You know when the remote control for televisions was invented ad-agencies FREAKED THE FUCK OUT, they tried to ban the remote control or throw hundreds of millions of dollars at the owner of the patent so they could own it an no one use it. Because they were so afraid of people doing precisely that, muting or channel switching when ads came on with much higher likelihood than if they had to get up and adjust the dial and then sit down again.I say old chap said:Also on dealing with ads, I was around a friend's place years ago watching the tennis, and I saw the best way to deal with ads.
The family would be sitting around, on the ads would come, and one would mute it, and they would then start talking. Completely ignore the ads, not give them the time of day.
Now what, am I going to have to mute the telly, have a chat with probably myself, and wait, as it slows my attempts to play on my day off?
Thank goodness he didn't sell the patent to the ad agencies, otherwise they'd have been able to stop ANYONE else making a remote control for any televisions.

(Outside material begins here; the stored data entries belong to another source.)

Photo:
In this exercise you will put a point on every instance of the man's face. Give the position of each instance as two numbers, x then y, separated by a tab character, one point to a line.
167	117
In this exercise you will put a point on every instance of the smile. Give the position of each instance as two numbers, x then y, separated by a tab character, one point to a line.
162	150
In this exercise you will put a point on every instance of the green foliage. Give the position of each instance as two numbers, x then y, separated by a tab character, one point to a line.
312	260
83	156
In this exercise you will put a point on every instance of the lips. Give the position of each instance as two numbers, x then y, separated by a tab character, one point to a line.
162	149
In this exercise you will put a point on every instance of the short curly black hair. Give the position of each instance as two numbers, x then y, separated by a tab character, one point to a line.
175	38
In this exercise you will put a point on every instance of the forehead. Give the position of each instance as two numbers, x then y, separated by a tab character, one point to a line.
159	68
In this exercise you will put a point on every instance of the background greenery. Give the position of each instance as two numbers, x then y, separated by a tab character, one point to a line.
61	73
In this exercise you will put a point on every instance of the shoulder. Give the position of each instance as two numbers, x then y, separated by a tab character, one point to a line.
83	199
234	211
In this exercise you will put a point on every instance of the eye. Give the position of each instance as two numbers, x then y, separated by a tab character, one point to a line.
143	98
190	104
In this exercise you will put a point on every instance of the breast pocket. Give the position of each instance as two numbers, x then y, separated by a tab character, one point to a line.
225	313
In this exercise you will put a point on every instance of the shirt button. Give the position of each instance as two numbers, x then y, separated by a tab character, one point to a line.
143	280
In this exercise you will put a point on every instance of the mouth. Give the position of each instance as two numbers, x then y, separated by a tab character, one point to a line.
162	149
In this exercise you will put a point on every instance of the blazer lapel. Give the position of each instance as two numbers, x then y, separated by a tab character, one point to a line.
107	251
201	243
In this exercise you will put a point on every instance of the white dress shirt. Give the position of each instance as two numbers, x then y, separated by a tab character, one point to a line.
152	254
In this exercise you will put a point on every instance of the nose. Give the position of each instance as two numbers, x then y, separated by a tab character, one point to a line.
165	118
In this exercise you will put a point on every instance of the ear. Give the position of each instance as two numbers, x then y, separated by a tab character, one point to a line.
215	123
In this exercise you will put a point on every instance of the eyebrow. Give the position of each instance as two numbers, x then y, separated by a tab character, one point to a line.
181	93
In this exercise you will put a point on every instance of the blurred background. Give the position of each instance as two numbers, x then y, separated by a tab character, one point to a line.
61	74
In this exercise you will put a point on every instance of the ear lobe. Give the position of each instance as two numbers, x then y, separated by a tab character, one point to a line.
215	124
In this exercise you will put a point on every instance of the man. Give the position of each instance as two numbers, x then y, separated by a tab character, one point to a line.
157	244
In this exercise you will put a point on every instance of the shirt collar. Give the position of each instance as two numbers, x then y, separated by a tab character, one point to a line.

Learning the lesson from Google's discrete targeted ads that are so effective, I feel the old ad model of "obnoxious media saturation" an anachronism and ineffective in the 21st century, it needs to disappear. Google makes a LOT of money by only giving users the ads relevant to them and keeping them short and sweet. Sony is like a Dinosaur after the asteroid has hit, it is lumbering on trying to stupidly brute force solutions, while nimble mammals and fast birds steal all the food from under them.